LSTNet [38], A deep learning framework named Long- and Short-term Time-series network (LSTNet) was proposed, combining CNN and RNN to capture both long- and short-term patterns in multivariate time series, optimizing performance through conventional autoregressive models. On real complex datasets, LSTNet showed significant performance improvements over other advanced methods.
ST-GCN [39], The Spatio-Temporal Graph Convolutional Network (STGCN) method was innovatively used to tackle the time series prediction challenge of urban traffic flow, constructing a fully convolutional structure model on graphs for faster training speeds and fewer parameters. By modeling multi-scale traffic networks, STGCN effectively captured comprehensive spatio-temporal correlations.
Cola-GNN [40], Innovative experiments using the Cola-GNN model for long-term forecasting of influenza-like illnesses demonstrated the model’s strong predictive capability and significant advantages in handling spatio-temporal dependencies.

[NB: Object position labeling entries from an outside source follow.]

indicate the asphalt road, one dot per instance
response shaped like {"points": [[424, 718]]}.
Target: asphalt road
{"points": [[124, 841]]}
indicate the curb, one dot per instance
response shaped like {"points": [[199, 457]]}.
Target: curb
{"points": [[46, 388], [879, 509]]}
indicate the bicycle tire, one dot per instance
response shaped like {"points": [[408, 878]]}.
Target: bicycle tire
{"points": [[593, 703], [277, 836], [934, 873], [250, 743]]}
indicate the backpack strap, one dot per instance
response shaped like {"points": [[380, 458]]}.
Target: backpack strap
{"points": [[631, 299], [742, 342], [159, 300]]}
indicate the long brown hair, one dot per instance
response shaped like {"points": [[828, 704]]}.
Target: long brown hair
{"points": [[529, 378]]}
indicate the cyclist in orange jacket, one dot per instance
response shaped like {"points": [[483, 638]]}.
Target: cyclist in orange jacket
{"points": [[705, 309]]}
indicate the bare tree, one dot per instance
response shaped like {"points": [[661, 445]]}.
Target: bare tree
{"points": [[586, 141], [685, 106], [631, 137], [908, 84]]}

We evaluated each model mentioned above under both short-term and long-term forecast weeks settings. The experimental results and comparative analyses for three groups of influenza datasets and two groups of COVID-19 datasets are presented in Tables 2 and 3, respectively. The general trend is that as the level of forecasting increases, the problem becomes more challenging, leading to a decrease in forecasting accuracy. The RMSE differences between datasets are significant, due to the varying scales and variances of the datasets.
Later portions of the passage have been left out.